Ihre Herstellungsverfahren hat die europäische PVC-Branche in den vergangenen Jahren konsequent optimiert. Das gilt auch für die Rezepturen. So gibt es bei der Verwendung von Stabilisatoren und Weichmachern bedeutende Veränderungen.

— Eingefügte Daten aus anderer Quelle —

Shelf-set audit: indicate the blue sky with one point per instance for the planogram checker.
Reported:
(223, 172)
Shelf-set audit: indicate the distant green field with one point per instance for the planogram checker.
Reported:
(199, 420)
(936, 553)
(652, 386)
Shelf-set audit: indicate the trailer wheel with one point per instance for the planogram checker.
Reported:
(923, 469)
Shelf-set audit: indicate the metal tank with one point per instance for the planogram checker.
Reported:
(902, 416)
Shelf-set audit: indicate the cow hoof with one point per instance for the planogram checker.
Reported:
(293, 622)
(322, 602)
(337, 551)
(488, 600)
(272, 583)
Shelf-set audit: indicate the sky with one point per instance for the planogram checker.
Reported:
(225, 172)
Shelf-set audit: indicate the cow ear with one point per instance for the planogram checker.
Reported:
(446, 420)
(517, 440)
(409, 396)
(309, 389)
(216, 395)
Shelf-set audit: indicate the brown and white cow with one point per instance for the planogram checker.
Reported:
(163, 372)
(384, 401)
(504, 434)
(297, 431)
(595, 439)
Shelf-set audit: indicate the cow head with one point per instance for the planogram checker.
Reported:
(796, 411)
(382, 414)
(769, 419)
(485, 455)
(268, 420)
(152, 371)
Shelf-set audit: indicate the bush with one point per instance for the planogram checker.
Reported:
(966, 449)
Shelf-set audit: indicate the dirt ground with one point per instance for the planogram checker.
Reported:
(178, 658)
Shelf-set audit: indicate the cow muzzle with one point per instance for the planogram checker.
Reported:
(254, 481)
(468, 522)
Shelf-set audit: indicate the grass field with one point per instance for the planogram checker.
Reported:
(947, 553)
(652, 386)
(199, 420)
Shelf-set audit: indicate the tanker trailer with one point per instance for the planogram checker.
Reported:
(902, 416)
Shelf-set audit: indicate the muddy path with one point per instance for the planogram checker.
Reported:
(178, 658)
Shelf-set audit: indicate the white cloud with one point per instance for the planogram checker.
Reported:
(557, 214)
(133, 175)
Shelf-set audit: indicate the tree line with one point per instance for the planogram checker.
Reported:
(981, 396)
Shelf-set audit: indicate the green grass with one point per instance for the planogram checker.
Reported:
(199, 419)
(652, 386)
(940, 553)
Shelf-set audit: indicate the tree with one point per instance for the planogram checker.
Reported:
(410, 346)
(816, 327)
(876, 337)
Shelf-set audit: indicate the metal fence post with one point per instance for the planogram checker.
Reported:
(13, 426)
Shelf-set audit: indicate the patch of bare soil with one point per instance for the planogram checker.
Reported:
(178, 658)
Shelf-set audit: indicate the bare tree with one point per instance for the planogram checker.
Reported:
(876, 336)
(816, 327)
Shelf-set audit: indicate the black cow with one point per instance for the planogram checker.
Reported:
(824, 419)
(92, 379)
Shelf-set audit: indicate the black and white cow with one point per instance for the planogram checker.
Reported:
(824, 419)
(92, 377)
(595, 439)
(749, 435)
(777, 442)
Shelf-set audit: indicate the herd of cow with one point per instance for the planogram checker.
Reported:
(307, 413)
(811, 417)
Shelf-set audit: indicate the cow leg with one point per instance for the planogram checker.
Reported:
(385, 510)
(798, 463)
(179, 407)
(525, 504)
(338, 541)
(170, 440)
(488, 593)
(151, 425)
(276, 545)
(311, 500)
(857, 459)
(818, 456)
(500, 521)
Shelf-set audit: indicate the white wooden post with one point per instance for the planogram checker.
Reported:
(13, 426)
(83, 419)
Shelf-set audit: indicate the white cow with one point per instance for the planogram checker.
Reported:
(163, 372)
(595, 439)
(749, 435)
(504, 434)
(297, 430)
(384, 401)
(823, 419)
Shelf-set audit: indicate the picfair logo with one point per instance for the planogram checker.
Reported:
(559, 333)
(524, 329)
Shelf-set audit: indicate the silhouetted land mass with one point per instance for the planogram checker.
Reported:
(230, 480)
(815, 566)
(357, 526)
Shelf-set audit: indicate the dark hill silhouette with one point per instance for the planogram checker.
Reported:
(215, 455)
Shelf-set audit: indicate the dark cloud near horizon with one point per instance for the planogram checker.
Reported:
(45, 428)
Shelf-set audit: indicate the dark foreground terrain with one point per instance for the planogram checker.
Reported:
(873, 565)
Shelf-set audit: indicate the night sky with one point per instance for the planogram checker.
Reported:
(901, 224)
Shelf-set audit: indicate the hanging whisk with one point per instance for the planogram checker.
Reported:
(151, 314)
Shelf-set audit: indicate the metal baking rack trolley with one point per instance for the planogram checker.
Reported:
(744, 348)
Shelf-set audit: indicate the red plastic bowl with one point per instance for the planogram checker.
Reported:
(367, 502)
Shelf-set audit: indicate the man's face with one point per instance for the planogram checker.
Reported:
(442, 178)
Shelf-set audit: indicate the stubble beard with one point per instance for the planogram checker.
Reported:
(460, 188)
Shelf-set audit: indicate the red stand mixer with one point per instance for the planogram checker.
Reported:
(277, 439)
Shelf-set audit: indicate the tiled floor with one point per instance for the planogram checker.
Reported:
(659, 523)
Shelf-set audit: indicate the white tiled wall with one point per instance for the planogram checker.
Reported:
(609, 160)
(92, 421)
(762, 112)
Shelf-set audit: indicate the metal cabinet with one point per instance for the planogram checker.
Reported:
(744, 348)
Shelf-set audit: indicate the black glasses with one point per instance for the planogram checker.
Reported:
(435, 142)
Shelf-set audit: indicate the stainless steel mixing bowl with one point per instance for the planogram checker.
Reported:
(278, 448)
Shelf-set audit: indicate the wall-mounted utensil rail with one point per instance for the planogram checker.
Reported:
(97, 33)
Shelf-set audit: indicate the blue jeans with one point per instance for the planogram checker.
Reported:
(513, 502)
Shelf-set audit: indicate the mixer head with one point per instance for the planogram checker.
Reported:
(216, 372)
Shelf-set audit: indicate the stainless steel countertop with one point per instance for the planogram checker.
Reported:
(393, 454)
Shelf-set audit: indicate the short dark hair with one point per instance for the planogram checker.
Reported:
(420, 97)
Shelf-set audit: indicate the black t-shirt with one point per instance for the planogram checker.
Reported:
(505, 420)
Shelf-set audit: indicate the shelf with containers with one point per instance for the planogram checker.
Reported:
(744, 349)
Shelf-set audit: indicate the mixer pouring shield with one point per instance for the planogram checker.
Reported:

Synthese aus Erdöl und Steinsalz

Ausgangsprodukte für die PVC-Herstellung sind Erdöl/Erdgas und Steinsalz. Aus Erdöl entsteht über die Zwischenstufe Naphtha durch thermische Spaltung Ethylen. Chlor wird dagegen auf elektrochemischem Weg (Chlor/Alkali-Elektrolyse) aus Steinsalz gewonnen. Dazu kommt heute mehrheitlich das moderne, stromsparende Membranverfahren zum Einsatz, das ab 2017 dann ausschließlich in der EU angewendet wird. Als wichtige Koppelprodukte fallen dabei Natronlauge und Wasserstoff an. Sie sind wiederum Rohstoffe für viele andere Synthesen. Aus Ethylen und Chlor im Verhältnis 43 % zu 57 % wird Vinylchlorid (VC) hergestellt. VC ist der monomere Baustein von PVC. Die Umsetzung von VC zu PVC erfolgt technisch durch verschiedene Verfahren zu Suspensions- (S-PVC), Emulsions- (E-PVC) und Masse-PVC (M-PVC).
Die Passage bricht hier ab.